Keywords

1 Introduction

UAV applications in recent years have become more and more widely for its small size and excellent mobility. Most UAVs used to depend on GPS or inertial system for autonomous flight, but in the indoor or GPS denied environment it becomes a great challenge. Because of the small size and load capacity constraints, traditional sensors are not suitable for small UAV platforms, such as lasers [1, 2]. As a result, visual sensor provides a good solution as it contains a wealth of motion and environment information.

The traditional visual odometry which can be seen as pairwise and structure-less lacks robustness and easily accumulate drift. In this paper, we realize the real-time localization for UAVs in indoor environment based on the idea of the monocular visual odometry. Figure 1 shows main components of the system and we elaborates on in the paper. In addition, to improve the performance and overcome the shortcomings of traditional method, we use g2o and a map based method to optimize the estimated pose and reduce the drift of estimated trajectory in the case of prolonged motion.

Fig. 1
figure 1

Main components of the system

2 Feature Detection and Mapping

2.1 ORB Feature Detection and Description

ORB features consists of two parts: the oriented multi-scale FAST keypoints and the rotated BRIEF descriptor [3]. As a result, they are rotation invariant and it is extremely fast to compute and match ORB.

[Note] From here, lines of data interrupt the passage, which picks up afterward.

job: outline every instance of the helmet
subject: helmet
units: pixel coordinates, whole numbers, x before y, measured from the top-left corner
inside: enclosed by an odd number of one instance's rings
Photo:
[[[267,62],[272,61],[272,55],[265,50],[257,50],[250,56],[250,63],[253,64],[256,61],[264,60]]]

FAST corners are widely used because of its fast detection speed, but they do not have an orientation component and are not multi-scale. To overcome these weaknesses, ORB add scale and rotation description. Scale invariance is achieved by building a scale pyramids of the image and detecting corners at each level and the rotation description is added by intensity centroid. The moments of a patch are defined as:

$$m_{pq} = \sum\limits_{x,y} {x^{p} y^{q} I(x,y)}$$
(1)

And the centroid of it can be found by the moments defined above:

$$C = (\frac{{m_{10} }}{{m_{00} }},\frac{{m_{01} }}{{m_{00} }})$$
(2)

A vector OC is get by connecting the corner’s center and the centroid. The orientation of the features is defined as:

$$\theta = \arctan (m_{01} ,m_{10} )$$
(3)

The BRIEF descriptor is a binary descriptor which describes the pixels information around the detected keypoints. The “Steer BRIEF” feature after the rotation can be calculated by using the direction information, so that the descriptor of the ORB has good rotation invariance.

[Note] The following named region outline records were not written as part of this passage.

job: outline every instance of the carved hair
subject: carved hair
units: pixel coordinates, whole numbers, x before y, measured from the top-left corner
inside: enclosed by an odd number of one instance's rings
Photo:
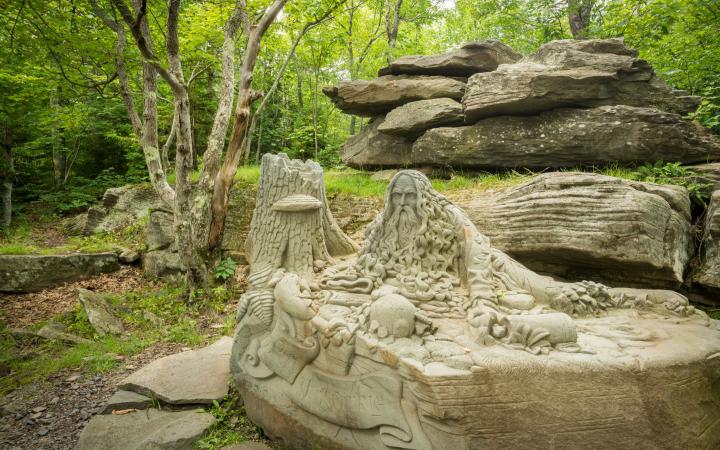
[[[391,196],[400,177],[409,177],[417,192],[418,228],[415,239],[405,248],[398,248],[398,230],[394,227],[394,205]],[[385,192],[385,207],[370,224],[359,251],[359,265],[367,274],[377,273],[381,264],[387,275],[403,271],[425,272],[436,278],[446,274],[457,276],[460,242],[457,220],[449,208],[452,202],[435,191],[430,180],[415,170],[402,170],[393,177]]]

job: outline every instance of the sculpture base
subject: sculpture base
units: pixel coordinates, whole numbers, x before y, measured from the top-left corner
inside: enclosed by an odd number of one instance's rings
[[[461,324],[436,335],[462,341]],[[291,448],[720,446],[718,322],[617,311],[577,324],[588,353],[466,348],[466,370],[358,342],[346,374],[318,359],[292,383],[234,379],[250,419]]]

According to the statistics, the calculation speed of ORB is about 10 times faster than SURF and SIFT. To compute ORB in an image of size 752 × 480, it detects 500 features in 0.011679 s. Comparing to SURF and SIFT on the same image, the time cost are as follows: 0.091570 s, 0.116692 s.

2.2 Feature Matching

The feature matching step solves the problem of data association, which is critical because it can reduce the burden for subsequent pose estimation, optimization, and so on by accurate feature matching.

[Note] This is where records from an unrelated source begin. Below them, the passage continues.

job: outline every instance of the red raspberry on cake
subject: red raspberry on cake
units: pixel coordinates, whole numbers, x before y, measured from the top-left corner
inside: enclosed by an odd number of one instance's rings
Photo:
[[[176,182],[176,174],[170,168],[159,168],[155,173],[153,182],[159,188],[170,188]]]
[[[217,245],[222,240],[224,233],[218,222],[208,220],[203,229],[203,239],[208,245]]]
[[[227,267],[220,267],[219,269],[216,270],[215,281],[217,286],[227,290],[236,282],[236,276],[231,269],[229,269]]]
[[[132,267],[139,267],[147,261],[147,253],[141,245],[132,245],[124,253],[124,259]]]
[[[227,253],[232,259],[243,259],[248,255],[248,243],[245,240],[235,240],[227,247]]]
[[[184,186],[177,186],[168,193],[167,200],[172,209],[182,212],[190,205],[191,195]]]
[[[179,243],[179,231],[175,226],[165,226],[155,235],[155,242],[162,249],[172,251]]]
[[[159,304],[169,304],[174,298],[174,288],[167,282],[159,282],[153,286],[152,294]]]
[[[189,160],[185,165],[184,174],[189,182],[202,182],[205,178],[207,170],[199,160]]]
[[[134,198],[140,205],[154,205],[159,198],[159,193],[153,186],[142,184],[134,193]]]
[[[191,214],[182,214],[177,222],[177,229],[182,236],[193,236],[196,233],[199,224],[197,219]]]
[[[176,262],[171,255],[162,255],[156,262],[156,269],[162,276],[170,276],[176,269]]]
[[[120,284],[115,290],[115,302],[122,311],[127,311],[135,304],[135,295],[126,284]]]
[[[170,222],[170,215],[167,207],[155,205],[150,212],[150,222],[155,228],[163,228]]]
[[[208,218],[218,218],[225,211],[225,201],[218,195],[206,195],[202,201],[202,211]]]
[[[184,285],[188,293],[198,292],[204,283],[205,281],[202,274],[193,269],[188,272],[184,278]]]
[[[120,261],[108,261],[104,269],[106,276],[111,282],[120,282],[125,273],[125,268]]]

We adopt FLANN (Fast Library for Approximate Nearest Neighbors) in the feature matching step as it is fast and efficient. It significantly improves matching efficiency depending on the Randomized K-d Three Algorithm and The Priority search K-means Three Algorithm. For better performance, we remove error matches based on the condition that Hamming distance is less than twice the minimum distance. In the next step, we will use random sampling consensus strategies to remove more outliers for more accurate motion estimation.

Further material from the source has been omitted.